Полина покачала головой:
— Конечно, нет. Ты был ему нужен. Ты был нужен ему всю его жизнь. Мы любим тех, кому мы нужны…
Валерий прикрыл глаза и задумчиво покачал головой.
— Я расскажу тебе одну историю, — проговорил он. — Если разобраться, ничего особенного. Но когда такое случается с тобой, кажется, что никто в целом свете не в состоянии тебя понять…
Он замолчал и через несколько секунд спросил:
— Ты меня слушаешь?
— Конечно, Валера. Говори.
— Илюхе было три недели, — начал он. — Его только что выдали нам из роддома. Маленький он был совсем, слабый, еле живой… Я его люто ненавидел. Я не мог ему простить, что он вообще на свет появился. Мама умерла, а он остался. И я еще должен был этому противному лягушонку вонючие пеленки менять, молоко греть, ночью к нему вставать… И вот я решил его убить.
Полина вздрогнула.
Валерий перевел дыхание и продолжил:
— Я, конечно, не стал его ни топить, ни душить.
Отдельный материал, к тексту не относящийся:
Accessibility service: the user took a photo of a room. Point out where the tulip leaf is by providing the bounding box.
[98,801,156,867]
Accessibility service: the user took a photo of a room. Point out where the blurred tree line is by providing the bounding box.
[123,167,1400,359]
Я решил его не кормить. Отчим ушел на работу, а я остался с Илюшей и, когда пришло время, я его не покормил.
Валерий выглядел ужасно. Его немного трясло, он обхватил себя за плечи, зябко поеживаясь. Полина даже хотела сказать, чтобы он замолчал, но поняла, что делать этого нельзя, пусть выговорится.
— Он начал орать. Орал и орал, насколько силенок хватало. Я бесился, но не подходил к нему. Время шло, он орал. Я ушел на кухню, радио на всю катушку врубил, уши заткнул. Уже прошло время второго кормления, а я даже в комнату не заглядывал. Ждал, когда же он с голоду умрет… Когда я, наконец, прислушался, в комнате было тихо. И вот тогда я испугался. Я осторожно вошел, посмотрел в кроватку. Он лежал, не шевелясь. Ротик открыт, личико посиневшее, мокрое… Я решил, что он умер.